Team Trump seems to believe it can offset these potential gains by depicting Harris as a “California radical” and a symbol of diversity who might alienate the older white voters with whom Biden had some residual strength. Obama overcame similar race-saturated appeals in 2008, but he had a lot of help from a financial collapse and an unpopular war presided over by the party of his opponent.
Following Obama’s path has major strategic implications in terms of the battleground map. Any significant improvement over Biden’s performance among Black, Latino, and under-30 voters might put Arizona, Nevada, Georgia, and North Carolina — very nearly conceded to Trump in recent weeks — back into play. But erosion of Biden’s support among older and/or non-college-educated white voters could create potholes in his narrow Rust Belt path to victory in Michigan, Pennsylvania, and Wisconsin.
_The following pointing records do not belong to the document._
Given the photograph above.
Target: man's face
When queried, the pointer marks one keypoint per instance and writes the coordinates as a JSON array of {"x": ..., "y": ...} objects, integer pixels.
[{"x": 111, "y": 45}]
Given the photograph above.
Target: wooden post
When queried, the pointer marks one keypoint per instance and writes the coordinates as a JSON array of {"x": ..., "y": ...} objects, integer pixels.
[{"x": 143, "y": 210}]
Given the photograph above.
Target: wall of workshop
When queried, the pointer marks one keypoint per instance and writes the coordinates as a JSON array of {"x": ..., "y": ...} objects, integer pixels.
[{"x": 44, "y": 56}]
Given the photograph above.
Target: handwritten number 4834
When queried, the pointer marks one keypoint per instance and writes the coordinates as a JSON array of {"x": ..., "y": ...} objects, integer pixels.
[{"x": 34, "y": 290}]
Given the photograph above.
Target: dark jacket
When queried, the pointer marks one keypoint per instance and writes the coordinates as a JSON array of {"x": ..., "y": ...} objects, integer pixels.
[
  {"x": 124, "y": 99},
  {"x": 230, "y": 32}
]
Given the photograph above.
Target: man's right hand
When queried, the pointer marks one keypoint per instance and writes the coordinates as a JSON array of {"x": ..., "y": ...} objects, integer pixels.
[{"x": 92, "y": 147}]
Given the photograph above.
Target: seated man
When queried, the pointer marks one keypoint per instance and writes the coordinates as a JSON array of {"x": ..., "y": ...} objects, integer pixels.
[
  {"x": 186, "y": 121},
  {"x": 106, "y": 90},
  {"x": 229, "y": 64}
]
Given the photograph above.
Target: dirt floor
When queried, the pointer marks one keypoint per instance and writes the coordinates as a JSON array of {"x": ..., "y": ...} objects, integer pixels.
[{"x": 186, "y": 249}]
These strategic choices could definitely affect Harris’s choice of a running-mate, not just in terms of potentially picking a veep from a battleground state, but as a way of amplifying the shift produced by Biden’s withdrawal. Brownstein even thinks Harris might consider following Bill Clinton’s 1992 example of doubling down on her own strengths:
“The other option that energizes many Democrats would be for Harris to take the bold, historic option of selecting another woman: Whitmer. That would be a greater gamble, but a possible model would be 1992, when Bill Clinton chose Al Gore as his running mate; Gore was, like him, a centrist Baby Boomer southerner—rather than an older D.C. hand. ‘I love Josh Shapiro and I think he would be a great VP candidate, but I would double down’ with Whitmer, [Democratci consultant Mike] Mikus told me. ‘I don’t think you have to go with a moderate white guy. I think you can be bold [with a pick] that electrifies your base.’ I heard similar views from several consultants.”
Whitmer’s expressed disinterest in the veepstakes may take that particular option off the table, but the broader point remains: Harris does not have to — and may not be able to — simply adopt Biden’s strategy and tweak it slightly. She may be able to contemplate gains in the electorate that were unimaginable for an 81-year-old white male incumbent. But the strategic opportunity to follow Obama’s path to the White House will first depend on Harris’s ability to refocus persuadable voters on Trump’s shaky record, bad character, and extremist agenda. Biden could not do that after the debate debacle of June 27. His successor must begin taking the battle to the former president right now.